In October 2018, the US administration adopted a series of legislative and law enforcement measures against Hezbollah and all those supporting it. These measures have met with broad bipartisan support in Congress and have been approved by President Trump. These measures provide law enforcement agencies with an improved “toolkit” in the struggle against Hezbollah and the international crime in which it is involved. At the political level, these measures reflect the Trump administration’s deep commitment to give high priority to the struggle against Hezbollah as part of the overall campaign against Iran.

  • Following is a short summary of the American steps:
    • Two law bills expanding the sanctions against Hezbollah (October 11, 2018): One expands the economic and financial sanctions imposed in previous legislation (2015) on Hezbollah and anyone who supports the organization and its criminal activity around the world (individuals, companies, and government entities). The second bill imposes sanctions on Hezbollah and Hamas which make use of civilians as human shields and on individuals, institutions and countries that help them do so.
    • The inclusion of Hezbollah in the list of the five leading transnational criminal groups and the establishment of a task force for the struggle against them (October 15, 2018): US Attorney General Jeff Sessions announced the inclusion of Hezbollah in the list of the five leading transnational criminal groups.
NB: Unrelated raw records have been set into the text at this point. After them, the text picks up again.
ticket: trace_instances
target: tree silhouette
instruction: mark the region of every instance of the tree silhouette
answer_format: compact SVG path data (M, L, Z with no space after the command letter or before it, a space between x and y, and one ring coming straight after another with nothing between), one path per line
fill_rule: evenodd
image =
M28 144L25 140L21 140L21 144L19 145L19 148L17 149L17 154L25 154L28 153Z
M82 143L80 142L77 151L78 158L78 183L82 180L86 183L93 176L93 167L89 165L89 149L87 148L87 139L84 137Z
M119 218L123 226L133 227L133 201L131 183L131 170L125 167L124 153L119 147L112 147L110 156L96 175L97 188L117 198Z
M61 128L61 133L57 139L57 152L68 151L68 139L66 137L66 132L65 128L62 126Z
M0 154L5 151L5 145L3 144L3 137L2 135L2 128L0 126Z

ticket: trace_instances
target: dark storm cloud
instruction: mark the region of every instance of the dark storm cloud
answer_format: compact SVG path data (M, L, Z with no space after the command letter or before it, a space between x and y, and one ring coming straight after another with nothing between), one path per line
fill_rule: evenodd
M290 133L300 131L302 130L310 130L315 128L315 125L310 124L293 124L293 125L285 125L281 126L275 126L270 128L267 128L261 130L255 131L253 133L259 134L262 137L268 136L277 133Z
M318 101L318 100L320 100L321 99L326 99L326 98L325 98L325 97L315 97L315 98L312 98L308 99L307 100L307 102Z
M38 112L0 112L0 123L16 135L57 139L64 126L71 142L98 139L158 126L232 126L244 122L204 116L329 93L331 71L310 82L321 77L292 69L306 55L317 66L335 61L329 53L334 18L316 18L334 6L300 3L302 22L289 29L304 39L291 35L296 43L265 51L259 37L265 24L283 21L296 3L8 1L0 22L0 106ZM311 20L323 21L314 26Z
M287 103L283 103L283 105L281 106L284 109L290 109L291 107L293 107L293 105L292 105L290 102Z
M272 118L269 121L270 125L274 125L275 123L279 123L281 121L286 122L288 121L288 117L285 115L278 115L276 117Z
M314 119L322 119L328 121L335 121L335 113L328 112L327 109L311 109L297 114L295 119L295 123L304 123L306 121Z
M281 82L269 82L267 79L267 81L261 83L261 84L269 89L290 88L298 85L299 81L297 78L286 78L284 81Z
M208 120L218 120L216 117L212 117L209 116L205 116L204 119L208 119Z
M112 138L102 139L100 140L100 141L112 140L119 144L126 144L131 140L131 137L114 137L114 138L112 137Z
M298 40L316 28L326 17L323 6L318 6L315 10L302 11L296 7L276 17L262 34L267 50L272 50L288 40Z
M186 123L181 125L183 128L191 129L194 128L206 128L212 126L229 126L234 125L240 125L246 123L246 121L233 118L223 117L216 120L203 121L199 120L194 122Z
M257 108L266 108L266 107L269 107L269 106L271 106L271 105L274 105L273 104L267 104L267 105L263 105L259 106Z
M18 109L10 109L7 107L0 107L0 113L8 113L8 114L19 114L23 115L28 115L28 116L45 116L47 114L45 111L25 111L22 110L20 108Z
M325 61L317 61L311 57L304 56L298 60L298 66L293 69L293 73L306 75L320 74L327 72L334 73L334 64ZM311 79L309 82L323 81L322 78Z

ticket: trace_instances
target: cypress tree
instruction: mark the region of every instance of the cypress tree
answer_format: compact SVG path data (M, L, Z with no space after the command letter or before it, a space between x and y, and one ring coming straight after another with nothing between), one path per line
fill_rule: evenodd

Aside from Hezbollah, four other international drug and criminal cartels based in Latin America were included in the list. In order to manage the struggle against these leading groups, a special task force headed by the Deputy Attorney General was set up, with the participation of prosecutors and experts with experience in the war against drugs, terrorism, organized crime and money laundering.
  • These measures were designed to streamline the US campaign against Hezbollah as part of the overall campaign against Iran and the terrorist organizations that it handles. The designation of Hezbollah as a leading transnational criminal group, together with four major cartels trafficking in drugs and engaged in other criminal activities, indicates that the US administration is determined to prioritize the struggle against Hezbollah. The new legislation and the task force that was established provide US law enforcement agencies with additional tools, taken from the world of crime, in order to address the extensive criminal and financial activity carried out by Hezbollah abroad, especially in Latin America and West Africa[1].